The pillars underpinning a strong US dollar remain intact. Since mid-2014, its rally has been mainly driven by quantitative easing (QE) moves by major central banks. The United States started tapering in early 2014 and then suspended QE.
By contrast, central banks in Europe and Japan have continued pumping money into the system. The divergence between monetary policy stances has naturally pushed up the US currency.
In the post-financial crisis era, the strength of the greenback against other major currencies has always been closely linked with the speed of expansion of central bank assets. Currently, the US has put an end to its QE, while the eurozone and Japan have gone in the opposite direction. That has set the stage for a rising US dollar.
Also, the US Federal Reserve still sticks to its stance on interest rate hike, which is widely expected by the market. The Fed is still determined to do so, although the timeline for the rate hike remains opaque. Fed vice chair Stanley Fischer has indicated that “it’s quite certain to see a rate hike within this year”.
The latest rate of Fed Fund futures shows that the market now expects a delayed rate hike as a result of recent remarks by chairwoman Janet Yellen. The current market has priced in a first rate hike late this year or January 2016. However, the longer-term futures rate continues to rise, a sign that the market still expects a rate hike sooner or later.
Meanwhile, the US economic fundamentals remain relatively solid. Market consensus anticipates a 3 percent GDP growth this year, the highest among developed economies. The US growth rate is likely to exceed that of eurozone by 1.7 percentage points, Japan by 2 percentage points and Germany, the strongest economy in the eurozone, by 1.4 percentage points.
The projected growth rates have more or less reflected market expectations. As such, the US remains the strongest developed economy, which would underpin strong the US dollar.

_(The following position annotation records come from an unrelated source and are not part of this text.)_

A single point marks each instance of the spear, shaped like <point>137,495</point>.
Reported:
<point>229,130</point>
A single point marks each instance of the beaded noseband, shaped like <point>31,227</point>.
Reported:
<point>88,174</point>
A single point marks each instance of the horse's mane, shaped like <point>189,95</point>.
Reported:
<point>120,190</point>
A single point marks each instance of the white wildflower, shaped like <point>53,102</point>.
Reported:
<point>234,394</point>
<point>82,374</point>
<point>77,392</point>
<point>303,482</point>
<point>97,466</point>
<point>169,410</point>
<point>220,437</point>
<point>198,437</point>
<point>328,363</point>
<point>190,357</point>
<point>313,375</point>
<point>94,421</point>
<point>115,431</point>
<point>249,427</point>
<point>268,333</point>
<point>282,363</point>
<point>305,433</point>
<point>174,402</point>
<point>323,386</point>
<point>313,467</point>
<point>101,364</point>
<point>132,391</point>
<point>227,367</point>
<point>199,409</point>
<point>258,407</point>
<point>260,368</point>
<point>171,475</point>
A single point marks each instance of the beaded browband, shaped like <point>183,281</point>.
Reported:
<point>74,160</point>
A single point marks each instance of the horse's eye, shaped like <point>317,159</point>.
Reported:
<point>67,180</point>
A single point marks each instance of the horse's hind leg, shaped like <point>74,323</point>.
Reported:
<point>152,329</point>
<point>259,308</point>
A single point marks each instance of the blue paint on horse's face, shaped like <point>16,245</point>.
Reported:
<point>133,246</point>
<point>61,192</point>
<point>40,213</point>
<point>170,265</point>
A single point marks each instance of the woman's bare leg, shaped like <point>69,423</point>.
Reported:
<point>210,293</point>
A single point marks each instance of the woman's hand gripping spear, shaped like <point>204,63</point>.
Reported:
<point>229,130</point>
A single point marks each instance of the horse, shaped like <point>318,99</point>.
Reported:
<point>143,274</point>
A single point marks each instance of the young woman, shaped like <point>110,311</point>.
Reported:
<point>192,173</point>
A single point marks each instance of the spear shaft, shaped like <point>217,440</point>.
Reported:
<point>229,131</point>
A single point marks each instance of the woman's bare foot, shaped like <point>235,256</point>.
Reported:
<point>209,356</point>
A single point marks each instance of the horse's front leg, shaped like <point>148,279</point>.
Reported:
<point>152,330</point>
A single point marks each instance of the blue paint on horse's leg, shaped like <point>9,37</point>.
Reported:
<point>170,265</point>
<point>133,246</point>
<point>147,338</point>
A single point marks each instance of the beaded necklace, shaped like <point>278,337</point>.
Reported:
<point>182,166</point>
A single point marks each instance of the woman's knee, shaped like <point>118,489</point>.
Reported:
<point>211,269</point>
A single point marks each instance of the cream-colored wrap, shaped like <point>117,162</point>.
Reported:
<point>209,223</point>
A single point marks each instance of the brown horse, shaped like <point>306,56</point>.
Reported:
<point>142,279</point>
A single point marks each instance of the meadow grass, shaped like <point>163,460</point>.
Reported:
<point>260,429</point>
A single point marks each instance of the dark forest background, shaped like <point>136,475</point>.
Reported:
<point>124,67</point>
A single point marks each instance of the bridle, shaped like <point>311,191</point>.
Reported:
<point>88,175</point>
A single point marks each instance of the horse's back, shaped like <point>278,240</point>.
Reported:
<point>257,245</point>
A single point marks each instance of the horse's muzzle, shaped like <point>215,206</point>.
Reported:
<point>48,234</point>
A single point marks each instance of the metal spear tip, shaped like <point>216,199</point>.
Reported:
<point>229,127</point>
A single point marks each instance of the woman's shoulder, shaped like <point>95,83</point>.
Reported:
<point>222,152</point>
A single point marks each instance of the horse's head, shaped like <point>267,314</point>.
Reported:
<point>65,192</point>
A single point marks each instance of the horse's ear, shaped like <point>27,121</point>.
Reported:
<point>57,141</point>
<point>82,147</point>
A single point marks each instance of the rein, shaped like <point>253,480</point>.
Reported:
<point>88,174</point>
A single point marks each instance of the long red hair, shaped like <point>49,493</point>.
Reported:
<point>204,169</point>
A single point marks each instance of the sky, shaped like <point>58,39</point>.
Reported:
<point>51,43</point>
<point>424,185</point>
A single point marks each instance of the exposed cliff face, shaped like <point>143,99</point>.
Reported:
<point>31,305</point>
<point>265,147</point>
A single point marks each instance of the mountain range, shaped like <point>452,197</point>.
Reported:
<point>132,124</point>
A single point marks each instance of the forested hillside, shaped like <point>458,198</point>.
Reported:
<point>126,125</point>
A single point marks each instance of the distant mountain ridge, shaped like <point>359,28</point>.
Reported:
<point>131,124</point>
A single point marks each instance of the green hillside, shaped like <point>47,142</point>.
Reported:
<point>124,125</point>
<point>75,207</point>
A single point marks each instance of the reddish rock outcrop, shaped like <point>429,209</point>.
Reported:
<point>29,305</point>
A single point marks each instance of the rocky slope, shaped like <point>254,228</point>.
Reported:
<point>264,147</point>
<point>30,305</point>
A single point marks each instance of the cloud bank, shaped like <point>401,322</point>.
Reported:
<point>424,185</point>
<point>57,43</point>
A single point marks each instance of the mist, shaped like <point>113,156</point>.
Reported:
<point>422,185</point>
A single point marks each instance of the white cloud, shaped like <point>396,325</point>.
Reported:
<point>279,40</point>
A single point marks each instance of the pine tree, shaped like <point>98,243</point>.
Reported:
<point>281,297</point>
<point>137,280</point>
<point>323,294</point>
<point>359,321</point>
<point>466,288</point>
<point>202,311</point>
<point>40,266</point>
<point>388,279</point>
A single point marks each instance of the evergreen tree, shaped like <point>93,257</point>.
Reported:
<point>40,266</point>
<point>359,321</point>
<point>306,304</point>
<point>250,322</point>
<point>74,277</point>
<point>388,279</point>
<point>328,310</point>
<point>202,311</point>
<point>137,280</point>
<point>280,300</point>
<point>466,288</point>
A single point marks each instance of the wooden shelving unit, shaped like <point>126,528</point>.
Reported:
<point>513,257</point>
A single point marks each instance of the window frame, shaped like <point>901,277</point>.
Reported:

Lingering worries about financial turmoil would also boost safe haven demand for the US dollar. Global capital has continued to flow out of emerging markets since the US dollar switched to an appreciation mode in mid-2014.
The JP Morgan Emerging Markets Local Currency Index and the JP Morgan Asia Dollar Index have continued to slide, reflecting the capital outflow from emerging economies following the completion of the Fed’s QE3.
Meanwhile, concerns intensify that Greece will leave the eurozone. If financial turmoil occurs, the US dollar will be sought after as a safe haven.
Technical trends also support the greenback: the uptrend remains intact despite some signs of softening recently. However, it’s still too early to jump to the conclusion that the US dollar may reverse the uptrend anytime soon.
This article appeared in the Hong Kong Economic Journal on March 26.